“More Teen Angst… Another Homo Movie… In 15 Random Celluloid Fragments” is the text which preludes Totally F***ed Up, one of the early feature films by Gregg Araki (Mysterious Skin, Kaboom). And what an amazing cacophony of random, angsty, teen celluloid it turns out to be.
“Another Homo Movie,” however, it isn’t. Not least because there were hardly any films of a similar genre that preceded it. Ok, there was The Rocky Horror Picture Show, but there weren’t many films by the early 90s “showing the way that things really are”, as the character Stephen (Gilbert Luna) puts it in an entry to his video diary at the beginning of the film. Araki’s previous film, The Living End was refreshing; casting a less victimised and stigmatised gaze onto those living with HIV, yet it belonged in the realm of fantasy, with the main character Luke (Mike Dytri) forcing his way into Jon’s (Craig Gilmore) car, and off they spiralled into an adventurous road movie. Paving the way for the likes of Araki, Gus Van Sant and John Cameron Mitchell, and perhaps the first of the new queer films which attempted to show the way things really were, was My Beautiful Laundrette, a small homage to which, is made in Totally F***ed Up, where Stephen explains how he and his boyfriend met in the toilets after a screening of the film. With such a lack of predecessors, this early film from Araki is unquestionably a milestone in representing queer teen culture.

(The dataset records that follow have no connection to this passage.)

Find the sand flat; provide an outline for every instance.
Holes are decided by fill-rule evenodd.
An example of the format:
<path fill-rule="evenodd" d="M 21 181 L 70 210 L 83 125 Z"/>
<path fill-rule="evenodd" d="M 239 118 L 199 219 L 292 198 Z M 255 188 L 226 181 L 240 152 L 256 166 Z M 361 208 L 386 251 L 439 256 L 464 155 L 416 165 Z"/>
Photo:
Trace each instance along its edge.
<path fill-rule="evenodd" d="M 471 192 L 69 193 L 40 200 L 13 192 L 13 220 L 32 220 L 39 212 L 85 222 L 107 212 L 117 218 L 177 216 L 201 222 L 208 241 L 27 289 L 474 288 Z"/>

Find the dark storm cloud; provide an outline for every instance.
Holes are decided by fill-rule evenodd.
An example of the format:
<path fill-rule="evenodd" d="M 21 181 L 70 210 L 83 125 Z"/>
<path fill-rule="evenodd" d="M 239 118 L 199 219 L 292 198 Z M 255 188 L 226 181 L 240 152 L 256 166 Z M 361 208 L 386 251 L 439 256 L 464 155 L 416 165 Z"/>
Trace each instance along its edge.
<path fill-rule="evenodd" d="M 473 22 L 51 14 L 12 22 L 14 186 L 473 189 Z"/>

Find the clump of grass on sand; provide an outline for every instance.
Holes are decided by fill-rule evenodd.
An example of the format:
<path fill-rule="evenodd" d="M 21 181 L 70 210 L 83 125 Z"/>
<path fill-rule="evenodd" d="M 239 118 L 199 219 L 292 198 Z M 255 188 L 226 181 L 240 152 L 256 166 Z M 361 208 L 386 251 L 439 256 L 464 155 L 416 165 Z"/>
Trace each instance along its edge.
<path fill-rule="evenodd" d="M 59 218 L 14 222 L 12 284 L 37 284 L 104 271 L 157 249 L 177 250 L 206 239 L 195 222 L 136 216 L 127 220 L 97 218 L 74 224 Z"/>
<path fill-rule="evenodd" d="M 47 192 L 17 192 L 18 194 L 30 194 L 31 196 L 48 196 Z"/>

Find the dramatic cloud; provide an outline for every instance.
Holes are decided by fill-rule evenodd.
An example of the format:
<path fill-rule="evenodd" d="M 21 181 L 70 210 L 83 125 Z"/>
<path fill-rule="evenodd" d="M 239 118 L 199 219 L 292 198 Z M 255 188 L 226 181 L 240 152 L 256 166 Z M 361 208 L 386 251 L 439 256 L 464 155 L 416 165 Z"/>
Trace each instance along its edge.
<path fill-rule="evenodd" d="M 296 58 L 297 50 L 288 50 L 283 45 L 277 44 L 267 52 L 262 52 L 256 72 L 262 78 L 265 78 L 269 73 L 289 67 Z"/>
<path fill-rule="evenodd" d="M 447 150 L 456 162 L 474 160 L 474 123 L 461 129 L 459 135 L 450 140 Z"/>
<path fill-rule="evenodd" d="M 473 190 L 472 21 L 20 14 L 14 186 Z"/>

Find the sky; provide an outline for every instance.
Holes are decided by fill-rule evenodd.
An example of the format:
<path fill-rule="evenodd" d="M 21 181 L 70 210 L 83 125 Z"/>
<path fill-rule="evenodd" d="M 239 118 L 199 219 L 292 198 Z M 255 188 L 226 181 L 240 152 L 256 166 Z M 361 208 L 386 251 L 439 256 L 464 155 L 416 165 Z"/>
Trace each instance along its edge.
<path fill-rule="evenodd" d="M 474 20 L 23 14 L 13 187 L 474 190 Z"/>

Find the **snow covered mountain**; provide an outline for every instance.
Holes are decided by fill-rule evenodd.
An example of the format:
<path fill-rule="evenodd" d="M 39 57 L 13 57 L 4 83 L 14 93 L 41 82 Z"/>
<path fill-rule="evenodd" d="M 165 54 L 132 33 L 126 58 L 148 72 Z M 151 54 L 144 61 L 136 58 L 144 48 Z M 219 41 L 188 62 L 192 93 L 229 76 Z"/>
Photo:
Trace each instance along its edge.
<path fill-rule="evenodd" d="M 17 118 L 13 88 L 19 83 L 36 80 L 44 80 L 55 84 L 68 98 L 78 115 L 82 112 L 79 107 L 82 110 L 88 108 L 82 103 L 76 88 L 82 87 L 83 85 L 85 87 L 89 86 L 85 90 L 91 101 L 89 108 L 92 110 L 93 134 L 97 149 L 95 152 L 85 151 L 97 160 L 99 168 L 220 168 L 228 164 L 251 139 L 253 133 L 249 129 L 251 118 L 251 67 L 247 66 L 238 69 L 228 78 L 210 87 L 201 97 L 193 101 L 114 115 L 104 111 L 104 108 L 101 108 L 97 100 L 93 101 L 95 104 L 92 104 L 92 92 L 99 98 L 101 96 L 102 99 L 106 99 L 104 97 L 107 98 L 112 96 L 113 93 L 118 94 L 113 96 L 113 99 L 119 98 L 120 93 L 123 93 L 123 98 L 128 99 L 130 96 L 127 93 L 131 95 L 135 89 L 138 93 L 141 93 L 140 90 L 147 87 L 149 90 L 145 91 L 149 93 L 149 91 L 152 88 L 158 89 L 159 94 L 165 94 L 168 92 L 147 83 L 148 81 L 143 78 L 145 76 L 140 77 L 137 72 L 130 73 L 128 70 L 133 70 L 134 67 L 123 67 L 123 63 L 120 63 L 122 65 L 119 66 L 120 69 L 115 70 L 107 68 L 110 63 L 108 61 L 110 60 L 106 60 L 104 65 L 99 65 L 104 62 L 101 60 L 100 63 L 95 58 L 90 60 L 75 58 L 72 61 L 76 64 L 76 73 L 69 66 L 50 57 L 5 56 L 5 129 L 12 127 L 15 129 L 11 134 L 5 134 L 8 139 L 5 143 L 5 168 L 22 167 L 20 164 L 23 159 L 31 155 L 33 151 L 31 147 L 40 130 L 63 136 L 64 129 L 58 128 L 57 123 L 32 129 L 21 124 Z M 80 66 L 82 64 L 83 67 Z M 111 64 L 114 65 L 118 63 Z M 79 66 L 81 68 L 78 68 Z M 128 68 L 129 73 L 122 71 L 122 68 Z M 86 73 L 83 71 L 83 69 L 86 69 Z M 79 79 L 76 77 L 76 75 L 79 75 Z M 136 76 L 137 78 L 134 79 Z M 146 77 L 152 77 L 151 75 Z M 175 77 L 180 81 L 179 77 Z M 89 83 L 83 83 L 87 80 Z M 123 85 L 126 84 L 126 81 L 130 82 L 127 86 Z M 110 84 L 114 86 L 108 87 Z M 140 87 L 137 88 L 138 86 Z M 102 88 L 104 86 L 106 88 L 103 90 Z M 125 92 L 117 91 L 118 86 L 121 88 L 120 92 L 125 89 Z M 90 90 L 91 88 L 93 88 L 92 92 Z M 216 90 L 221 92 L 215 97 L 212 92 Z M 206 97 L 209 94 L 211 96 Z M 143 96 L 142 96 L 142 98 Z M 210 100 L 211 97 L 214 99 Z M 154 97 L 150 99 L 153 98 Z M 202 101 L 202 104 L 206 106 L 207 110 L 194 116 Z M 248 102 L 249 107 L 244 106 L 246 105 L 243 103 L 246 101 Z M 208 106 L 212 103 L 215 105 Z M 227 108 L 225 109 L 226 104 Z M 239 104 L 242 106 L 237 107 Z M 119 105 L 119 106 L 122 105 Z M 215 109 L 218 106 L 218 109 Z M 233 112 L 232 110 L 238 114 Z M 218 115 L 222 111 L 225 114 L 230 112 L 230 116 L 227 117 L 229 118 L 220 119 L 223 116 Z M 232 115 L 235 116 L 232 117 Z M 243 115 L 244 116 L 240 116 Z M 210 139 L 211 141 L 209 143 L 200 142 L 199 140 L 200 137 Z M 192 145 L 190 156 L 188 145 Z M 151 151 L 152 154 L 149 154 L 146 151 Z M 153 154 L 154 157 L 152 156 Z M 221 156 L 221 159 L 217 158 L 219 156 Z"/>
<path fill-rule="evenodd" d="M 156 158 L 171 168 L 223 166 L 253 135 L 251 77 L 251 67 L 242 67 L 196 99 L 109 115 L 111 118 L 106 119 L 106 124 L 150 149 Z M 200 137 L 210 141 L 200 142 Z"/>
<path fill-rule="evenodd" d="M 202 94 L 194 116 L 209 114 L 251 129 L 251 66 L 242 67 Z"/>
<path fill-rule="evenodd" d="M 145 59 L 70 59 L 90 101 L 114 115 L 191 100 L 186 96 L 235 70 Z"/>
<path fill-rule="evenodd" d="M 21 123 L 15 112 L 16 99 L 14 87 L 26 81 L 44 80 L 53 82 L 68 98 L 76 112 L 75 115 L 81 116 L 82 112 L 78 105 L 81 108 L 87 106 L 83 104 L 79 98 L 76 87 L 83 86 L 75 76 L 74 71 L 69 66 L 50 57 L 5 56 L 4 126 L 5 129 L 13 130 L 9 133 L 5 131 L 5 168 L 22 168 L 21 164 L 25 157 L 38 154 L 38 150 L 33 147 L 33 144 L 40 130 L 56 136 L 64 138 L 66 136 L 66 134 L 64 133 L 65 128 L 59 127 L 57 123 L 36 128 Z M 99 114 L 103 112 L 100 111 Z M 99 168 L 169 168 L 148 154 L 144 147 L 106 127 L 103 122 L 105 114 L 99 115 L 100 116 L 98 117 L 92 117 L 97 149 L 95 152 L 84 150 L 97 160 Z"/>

The film follows the lives of six gay friends in their late teens, experimenting with relationships, sex, drugs, friendship and technology. Stephen is making a film about his friends as they talk to him about everything from their last sexual encounters to musing about the state of the nation. “All the stupid people are breeding like mad, while the cool people aren’t having any. So the population just keeps getting stupider and stupider,” is one such gem offered by Patricia (Jenee Gill). The film rolls with a deep irreverence, depicting the ‘gay scene’ with gleeful irony; partners chained to dog leads parade in the foreground as Andy (James Duval) goes on his first date with heartbreaker Ian (Alan Boyce) and perfume drenched men waft past with a gloaty air as our six teenagers sit on the sidewalk mulling over the suicide teen rate in Europe. All the clichés are brought out, but they are brought out with style and humour, and yet it fails in any way to become a parody. Bringing it back down to earth is the docu-style film that Stephen is making (for any analogue freaks out there this is worth watching for the technical kicks) and a plot following those all too frail emotions when it comes to having one’s heart broken at that age.
Compelling, original and full of energy, this film is, to use Ian’s terminology, completely “gnarly.” A rare and important contribution to the film archive of young queer stories, and, to this day, an urgent wake-up call. Angsty, yes, Random, yes. Homo, very, Own It, Yes, very.
A re-release of Totally F***ed UP on DVD by Pecadillo Pictures is out on August 8th.